Il a au contraire ouvert son palmarès de la Coupe de France du même nom, et connaissant le « bonhomme » c’est pour lui le début d’une nouvelle série. Ce qu’il confirmait à mot couvert dans son fief de Besançon. « J’ai pris le départ comme si je n’avais jamais gagné », et sa victoire a été construite de manière crescendo. « J’ai laissé faire les jeunes, et puis ensuite j’ai fait toute la course à mon rythme sachant que celui que je me suis imposé, je pouvais le tenir durant soixante minutes. On en tout cas un très beau groupe France, de très bon niveau et c’est bien pour la discipline. Il va y avoir de très belle course à venir, et un très beau championnat de France s’annonce. »

 

Un maillot tricolore qui est la priorité du coureur de la FDJ.fr; « J’aime beaucoup ces couleurs, les porter, mais je les échangerais bien un jour contre un maillot irisé, mais cela se mérite. Et je ne l’ai pas encore mérité, il faut croire.
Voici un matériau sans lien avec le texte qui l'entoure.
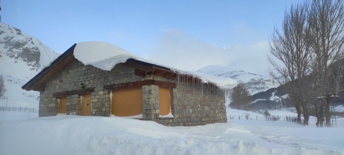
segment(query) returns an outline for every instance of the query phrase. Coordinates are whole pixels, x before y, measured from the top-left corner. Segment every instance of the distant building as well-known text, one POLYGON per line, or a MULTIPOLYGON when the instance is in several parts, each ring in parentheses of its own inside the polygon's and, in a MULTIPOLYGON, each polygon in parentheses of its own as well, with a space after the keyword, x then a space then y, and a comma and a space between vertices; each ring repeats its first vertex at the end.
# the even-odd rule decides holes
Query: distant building
POLYGON ((40 92, 39 117, 113 116, 168 126, 227 122, 225 91, 214 83, 123 51, 103 42, 75 44, 22 89, 40 92), (109 48, 122 53, 89 62, 109 48))

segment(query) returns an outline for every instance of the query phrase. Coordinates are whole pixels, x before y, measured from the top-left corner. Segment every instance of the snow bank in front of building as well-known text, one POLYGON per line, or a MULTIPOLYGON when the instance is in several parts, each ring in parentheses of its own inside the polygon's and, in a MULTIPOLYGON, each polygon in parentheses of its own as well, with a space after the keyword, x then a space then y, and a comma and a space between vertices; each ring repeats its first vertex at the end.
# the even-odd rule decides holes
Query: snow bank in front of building
POLYGON ((231 78, 182 71, 145 60, 115 45, 104 42, 87 41, 77 43, 74 54, 75 58, 84 64, 92 65, 104 70, 111 70, 116 64, 125 62, 128 59, 132 58, 170 68, 180 74, 192 75, 201 79, 203 82, 216 84, 223 89, 231 89, 236 86, 236 81, 231 78))
MULTIPOLYGON (((229 111, 232 116, 248 112, 229 111)), ((21 121, 19 117, 0 112, 0 154, 344 154, 342 126, 316 128, 282 120, 229 119, 230 123, 171 127, 117 117, 67 115, 21 121), (18 119, 7 120, 1 117, 5 114, 18 119)))

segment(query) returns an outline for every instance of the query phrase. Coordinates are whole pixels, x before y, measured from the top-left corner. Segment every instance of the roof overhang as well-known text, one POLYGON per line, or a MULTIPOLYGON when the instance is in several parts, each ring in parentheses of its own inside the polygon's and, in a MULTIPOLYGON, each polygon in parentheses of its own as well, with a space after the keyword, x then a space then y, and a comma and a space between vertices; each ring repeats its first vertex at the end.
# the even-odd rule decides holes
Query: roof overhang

Je vais donc encore travailler dur cet hiver en espérant le décrocher à Tabor. »

 

Mais avant de penser à cette échéance le leader du cyclo-cross en France, prolongera dès la semaine prochaine dans le bain de la Coupe du Monde, du côté de Valkenburg, le 19 octobre. « Je vais sur les manches de Coupe du Monde avec l’objectif déclaré de faire un podium, après si la semaine prochaine pour le début de la saison, je suis dans le top 5, ce sera bien déclarait-il en Franche-Comté. Si je suis dixième, cela voudra dire qu’il y a encore un peu de travail pour arriver à mes objectifs. » Et avant de rejoindre son bus, il ajoutait.  » J’ai en tout cas apprécié de courir et gagner ici, c’est pour cela que j’ai applaudi le public à l’arrivée. Les gens viennent nous soutenir, nous encourager. Il faut les saluer de leur présence, car en plus aujourd’hui les conditions climatiques étaient difficiles. Il fallait venir avec le mauvais temps, mais le public estr connaisseur. Il sait que le parcours de Besançon est un beau tracé qui mériterait de recevoir un championnat de France. On l’a vu aujourd’hui encore l’organisation ici est parfaite. » Et le chef d’orchestre qui a joué la partition sur le terrain a été de la même veine.